Die Ukraine hat nach Angaben ihres Drohnenkommandeurs bereits 500 Ziele festgelegt, falls Belarus sich Russlands Krieg anschließt. Robert „Magyar“ Brovdi, der die Unmanned Systems Forces führt, richtete die Warnung direkt an Alexander Lukaschenko und machte klar, dass Kiew auf einen solchen Schritt sofort reagieren würde.
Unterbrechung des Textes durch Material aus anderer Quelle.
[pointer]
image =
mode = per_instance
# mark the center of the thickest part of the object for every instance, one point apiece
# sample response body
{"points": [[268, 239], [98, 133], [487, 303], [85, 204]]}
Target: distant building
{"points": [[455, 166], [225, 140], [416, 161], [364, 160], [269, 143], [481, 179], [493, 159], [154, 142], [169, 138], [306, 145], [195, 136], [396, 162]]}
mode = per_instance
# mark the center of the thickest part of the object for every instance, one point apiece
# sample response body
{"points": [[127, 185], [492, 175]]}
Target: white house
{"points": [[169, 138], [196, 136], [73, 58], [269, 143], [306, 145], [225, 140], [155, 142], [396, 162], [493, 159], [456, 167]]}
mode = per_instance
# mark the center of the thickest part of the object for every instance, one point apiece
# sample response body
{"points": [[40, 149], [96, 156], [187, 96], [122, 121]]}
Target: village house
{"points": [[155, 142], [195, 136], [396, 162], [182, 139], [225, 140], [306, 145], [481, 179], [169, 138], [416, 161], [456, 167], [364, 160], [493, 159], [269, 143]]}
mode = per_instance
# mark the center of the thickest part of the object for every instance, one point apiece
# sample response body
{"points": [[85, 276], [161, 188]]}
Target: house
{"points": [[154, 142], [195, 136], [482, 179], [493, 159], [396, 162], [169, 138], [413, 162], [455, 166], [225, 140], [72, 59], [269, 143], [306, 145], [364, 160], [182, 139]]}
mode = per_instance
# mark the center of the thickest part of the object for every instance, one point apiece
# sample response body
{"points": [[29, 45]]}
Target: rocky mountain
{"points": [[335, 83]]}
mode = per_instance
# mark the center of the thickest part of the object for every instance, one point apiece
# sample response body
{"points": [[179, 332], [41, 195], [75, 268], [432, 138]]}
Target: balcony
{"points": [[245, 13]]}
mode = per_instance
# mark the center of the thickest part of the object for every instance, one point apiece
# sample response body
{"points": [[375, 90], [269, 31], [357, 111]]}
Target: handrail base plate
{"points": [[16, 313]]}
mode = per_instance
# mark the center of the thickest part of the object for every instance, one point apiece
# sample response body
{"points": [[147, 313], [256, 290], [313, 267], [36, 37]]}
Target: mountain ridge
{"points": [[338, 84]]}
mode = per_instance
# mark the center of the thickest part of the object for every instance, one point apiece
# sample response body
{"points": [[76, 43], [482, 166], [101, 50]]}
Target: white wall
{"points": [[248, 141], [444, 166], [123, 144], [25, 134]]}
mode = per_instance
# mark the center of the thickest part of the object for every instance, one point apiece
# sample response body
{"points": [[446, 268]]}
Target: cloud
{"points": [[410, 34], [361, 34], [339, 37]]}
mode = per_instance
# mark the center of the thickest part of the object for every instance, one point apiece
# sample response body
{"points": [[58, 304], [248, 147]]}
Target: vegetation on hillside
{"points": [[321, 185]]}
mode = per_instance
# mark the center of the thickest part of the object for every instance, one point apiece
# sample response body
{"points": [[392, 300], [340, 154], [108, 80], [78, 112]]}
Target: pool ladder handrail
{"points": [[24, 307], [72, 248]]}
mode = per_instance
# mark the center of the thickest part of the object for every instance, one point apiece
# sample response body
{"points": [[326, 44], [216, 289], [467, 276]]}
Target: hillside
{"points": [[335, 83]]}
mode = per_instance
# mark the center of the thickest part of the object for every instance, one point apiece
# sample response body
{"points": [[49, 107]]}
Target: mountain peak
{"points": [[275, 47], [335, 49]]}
Gerade jetzt bekommt diese Drohung Gewicht. Erst vor wenigen Tagen beendeten Russland und Belarus dreitägige Atomübungen mit 64.000 Soldaten, mehr als 200 Raketenwerfern, mehr als 140 Flugzeugen, 73 Überwasserschiffen und 13 U-Booten. Acht der U-Boote waren mit nuklear bestückten Interkontinentalraketen ausgerüstet. Vor diesem Hintergrund wird in Kyiv jede Bewegung aus Minsk als möglicher Hinweis gelesen, dass Belarus noch tiefer in den Krieg hineingezogen werden könnte.
Brovdi wählte dafür eine Sprache, die keinen Zweifel ließ. Sinngemäß sagte er, ein bellender Hund beiße nicht, ein Raubvogel sei etwas anderes, und die ersten 500 Ziele stünden bereits auf der Liste. Er fügte hinzu, man solle der Ukraine nicht in den Weg kommen. Die Botschaft war nicht allgemein an Russland gerichtet, sondern an Lukaschenko persönlich.
Der belarussische Machthaber weist zugleich zurück, dass er plant, sein Land in den Krieg zu führen, solange keine Aggression gegen belarussisches Territorium verübt werde. Er sagte außerdem, er sei bereit, sich mit Wolodymyr Selenskyj zu treffen. Doch genau dieser Gegensatz verschärft die Lage: Selenskyj hatte Minsk erst vergangene Woche vor „Konsequenzen“ gewarnt, falls von belarussischer Seite aggressive Schritte gegen die Ukraine ausgehen sollten.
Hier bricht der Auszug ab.